Running through woods, Paulie tumbles to the ground, ends up with snow caked in his mussed hair, then looks forlornly at his foot, saying, “I lost my shoe.”

Gennaro Anthony Sirico Jr was born 29 July 1942, in Brooklyn and grew up in the heavily Italian Bensonhurst section. His father was a dockworker and later ran a candy shop, and his mother was a homemaker.

Young “Junior” Sirico, as he was then known, was first detained by the police when he was seven for stealing change from a newsstand. As a teenager, he was shot in the leg and back when he kissed another boy’s girlfriend.

“Where I grew up every guy tried to prove himself,” he told the Los Angeles Times in 1990. “Either you had a tattoo or a gun scar. I have both.”

He served in the Army, then returned to Brooklyn, admiring the style of the gangsters in his neighbourhood.

Clan-do attitude: Sirico (far left) with some of the ‘Sopranos’ cast, 2005 (Shutterstock)

“So I hooked up with these guys,” he later said, “and all of a sudden I’m a stickup artist. I stuck up every nightclub in New York.”

He first went to prison in 1967.

“I was a pistol-packing guy,” he told the Times. “The first time I went away to prison, they searched me to see if I had a gun – and I had three of ’em on me. They’d ask why I was carrying and I'd say I live in a bad neighbourhood. It was true.”

In 1970, he entered the maximum-security Sing Sing prison in New York, where he saw a troupe of actors who had been inmates. “I thought, ‘I can do that,’” he said.

When he was released after 20 months, he began to take acting lessons. One of his teachers had to remind him not to bring his gun to class. He was an extra in the 1974 organised crime film Crazy Joe, then began to get parts in commercials and TV shows, usually cast as a crook or a cop.

“I have been in over 40 films and god knows how many TV shows, and I have had a gun in my hand in most of them,” Sirico said on Larry King Live. “But I don’t feel bad about it, Larry. I pay the rent and mortgage.”

Sirico had an early marriage that ended in divorce. Survivors include two children, two brothers, a sister and at least two grandchildren.

When Sirico took the role of Paulie Walnuts on The Sopranos, he said he would do anything except rat out his friends as an informant – in part because he still lived in his old Brooklyn neighbourhood. He demanded a script be altered only once, when Paulie was called a “bully”. He had no problem with his new description as “psycho”.
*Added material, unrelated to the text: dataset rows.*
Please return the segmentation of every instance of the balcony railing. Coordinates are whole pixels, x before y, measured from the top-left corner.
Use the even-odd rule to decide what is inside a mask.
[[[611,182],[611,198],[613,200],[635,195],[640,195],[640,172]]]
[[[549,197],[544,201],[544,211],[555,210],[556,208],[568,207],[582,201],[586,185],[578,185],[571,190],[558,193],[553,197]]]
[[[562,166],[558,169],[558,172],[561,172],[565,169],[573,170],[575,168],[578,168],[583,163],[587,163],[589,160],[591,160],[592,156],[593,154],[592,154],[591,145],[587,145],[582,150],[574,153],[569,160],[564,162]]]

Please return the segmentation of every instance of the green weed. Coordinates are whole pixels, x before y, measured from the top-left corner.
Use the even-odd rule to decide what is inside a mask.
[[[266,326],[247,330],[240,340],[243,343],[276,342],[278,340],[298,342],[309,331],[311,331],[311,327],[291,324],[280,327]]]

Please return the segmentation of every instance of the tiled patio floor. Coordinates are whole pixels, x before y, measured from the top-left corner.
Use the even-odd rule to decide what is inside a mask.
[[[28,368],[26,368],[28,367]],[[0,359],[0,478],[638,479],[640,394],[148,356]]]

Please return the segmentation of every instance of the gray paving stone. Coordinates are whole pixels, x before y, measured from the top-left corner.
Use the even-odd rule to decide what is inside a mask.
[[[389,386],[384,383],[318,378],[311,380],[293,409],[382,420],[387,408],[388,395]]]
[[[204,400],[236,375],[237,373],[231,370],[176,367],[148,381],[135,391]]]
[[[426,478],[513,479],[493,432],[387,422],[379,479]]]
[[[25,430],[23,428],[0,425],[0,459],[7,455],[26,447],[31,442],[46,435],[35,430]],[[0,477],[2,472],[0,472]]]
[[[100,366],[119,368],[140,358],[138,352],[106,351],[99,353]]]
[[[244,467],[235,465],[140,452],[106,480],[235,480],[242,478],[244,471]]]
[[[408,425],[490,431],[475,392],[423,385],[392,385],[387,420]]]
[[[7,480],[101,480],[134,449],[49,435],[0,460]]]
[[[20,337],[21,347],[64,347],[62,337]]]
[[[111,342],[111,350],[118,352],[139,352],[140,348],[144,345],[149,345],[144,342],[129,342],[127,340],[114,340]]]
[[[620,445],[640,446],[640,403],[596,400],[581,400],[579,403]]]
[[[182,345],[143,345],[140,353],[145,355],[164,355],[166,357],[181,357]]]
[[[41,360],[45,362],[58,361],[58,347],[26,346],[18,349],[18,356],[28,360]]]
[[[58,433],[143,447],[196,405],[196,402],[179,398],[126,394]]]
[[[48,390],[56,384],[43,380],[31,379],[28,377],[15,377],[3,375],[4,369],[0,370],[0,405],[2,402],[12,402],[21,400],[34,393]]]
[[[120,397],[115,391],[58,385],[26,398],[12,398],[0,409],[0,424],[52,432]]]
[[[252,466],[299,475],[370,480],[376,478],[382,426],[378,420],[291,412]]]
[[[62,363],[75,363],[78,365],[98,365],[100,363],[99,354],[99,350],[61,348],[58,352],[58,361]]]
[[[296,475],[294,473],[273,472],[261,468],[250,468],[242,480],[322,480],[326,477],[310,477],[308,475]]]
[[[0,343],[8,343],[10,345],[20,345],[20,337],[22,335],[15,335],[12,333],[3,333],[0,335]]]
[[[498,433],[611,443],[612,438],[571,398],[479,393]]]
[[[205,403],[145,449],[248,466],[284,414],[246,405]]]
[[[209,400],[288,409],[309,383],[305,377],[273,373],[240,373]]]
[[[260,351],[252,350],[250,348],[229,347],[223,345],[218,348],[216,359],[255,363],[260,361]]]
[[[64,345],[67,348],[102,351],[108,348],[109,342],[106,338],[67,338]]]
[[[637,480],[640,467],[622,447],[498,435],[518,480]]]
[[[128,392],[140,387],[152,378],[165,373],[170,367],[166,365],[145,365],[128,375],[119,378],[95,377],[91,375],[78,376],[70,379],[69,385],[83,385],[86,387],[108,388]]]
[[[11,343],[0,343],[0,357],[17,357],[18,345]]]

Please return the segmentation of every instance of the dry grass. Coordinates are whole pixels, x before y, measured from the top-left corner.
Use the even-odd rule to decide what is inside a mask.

The success of The Sopranos brought Sirico other roles, including a voiceover part as a talking dog on Family Guy in 2013. He also raised millions of dollars for charities.
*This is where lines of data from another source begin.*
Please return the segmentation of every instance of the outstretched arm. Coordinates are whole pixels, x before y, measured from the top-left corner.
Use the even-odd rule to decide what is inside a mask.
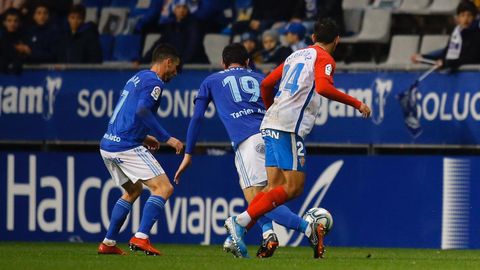
[[[192,119],[188,125],[187,145],[185,147],[186,154],[192,154],[195,144],[197,143],[200,126],[202,125],[204,114],[207,111],[209,100],[206,98],[197,98],[195,101],[195,110]]]
[[[175,173],[174,180],[177,184],[180,182],[180,176],[192,163],[193,149],[195,149],[195,144],[197,143],[200,126],[202,125],[204,114],[207,111],[208,103],[210,103],[210,100],[205,97],[199,97],[195,101],[195,110],[193,112],[192,119],[190,120],[190,124],[188,125],[185,156],[183,157],[182,163]]]
[[[319,77],[315,79],[315,90],[317,93],[328,99],[354,107],[355,109],[359,110],[365,118],[370,116],[370,108],[366,104],[339,91],[335,88],[335,86],[333,86],[332,82],[325,77]]]

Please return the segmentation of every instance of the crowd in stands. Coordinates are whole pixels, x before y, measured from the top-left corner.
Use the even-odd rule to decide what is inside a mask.
[[[311,44],[310,34],[316,19],[331,17],[342,36],[354,34],[346,28],[349,17],[344,14],[342,2],[0,0],[0,72],[18,73],[23,63],[148,63],[152,48],[158,43],[175,46],[183,63],[208,63],[203,40],[209,33],[228,35],[230,42],[243,43],[251,56],[252,67],[279,64],[292,51]],[[370,5],[380,8],[396,8],[401,3],[402,0],[369,1]],[[480,0],[462,0],[460,5],[463,5],[462,12],[457,11],[457,26],[447,48],[424,57],[448,60],[445,63],[451,63],[450,58],[454,56],[461,58],[455,65],[480,63],[480,43],[477,43],[480,26],[475,9],[475,5],[480,8]],[[464,12],[469,16],[459,22],[465,17]],[[143,50],[146,37],[152,33],[158,34],[157,39],[153,46]],[[118,36],[129,38],[120,40]],[[123,47],[122,41],[126,42]],[[460,47],[455,50],[455,46]],[[132,52],[115,54],[111,52],[114,47]],[[416,58],[418,55],[412,60]]]

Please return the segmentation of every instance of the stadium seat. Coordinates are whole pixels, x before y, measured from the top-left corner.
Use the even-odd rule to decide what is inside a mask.
[[[155,44],[155,42],[157,40],[159,40],[161,36],[162,36],[161,34],[148,34],[145,37],[145,42],[143,44],[143,50],[142,50],[142,56],[145,56],[145,54],[152,48],[153,44]]]
[[[343,9],[363,9],[368,6],[370,0],[343,0]]]
[[[397,13],[424,14],[431,0],[403,0]]]
[[[98,8],[97,7],[87,7],[85,13],[85,21],[98,23]]]
[[[343,43],[387,43],[390,37],[391,12],[388,9],[366,9],[358,35],[342,38]]]
[[[134,61],[140,58],[141,37],[139,35],[118,35],[113,49],[114,61]]]
[[[420,46],[420,54],[427,54],[447,46],[448,35],[424,35],[422,45]]]
[[[401,4],[401,0],[375,0],[372,4],[375,8],[398,8]]]
[[[433,0],[428,8],[430,14],[455,14],[461,0]]]
[[[106,7],[100,14],[98,31],[100,34],[119,35],[127,22],[128,8]]]
[[[358,34],[362,27],[363,9],[353,8],[343,10],[343,22],[346,36]]]
[[[132,8],[136,3],[137,0],[111,0],[110,6]]]
[[[112,60],[114,38],[112,35],[100,35],[100,46],[102,46],[103,61]]]
[[[390,51],[385,64],[399,65],[411,63],[410,57],[418,52],[420,36],[396,35],[390,43]]]
[[[203,39],[203,46],[208,61],[212,65],[220,65],[222,62],[222,50],[228,45],[230,37],[220,34],[207,34]]]
[[[81,0],[80,2],[86,7],[102,8],[110,5],[110,0]]]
Unlike many of his associates, Paulie Walnuts survived all six seasons of The Sopranos. The character made Sirico a popular figure around the world, and especially in his Brooklyn neighbourhood. He even found friends among his one-time enemies on the police force.

“I ran out of my local OTB” – an off-track betting booth for horse races – “and a cop was putting a ticket under the wipers of my double-parked car,” Sirico told the New York Daily News in 2000. “When he saw me, he tore up the ticket and asked for an autographed picture, which I carry in the trunk ... In one year, it’s like I got a life transplant. Sometimes I gotta remind myself I’m Tony Sirico, from Bensonhurst.”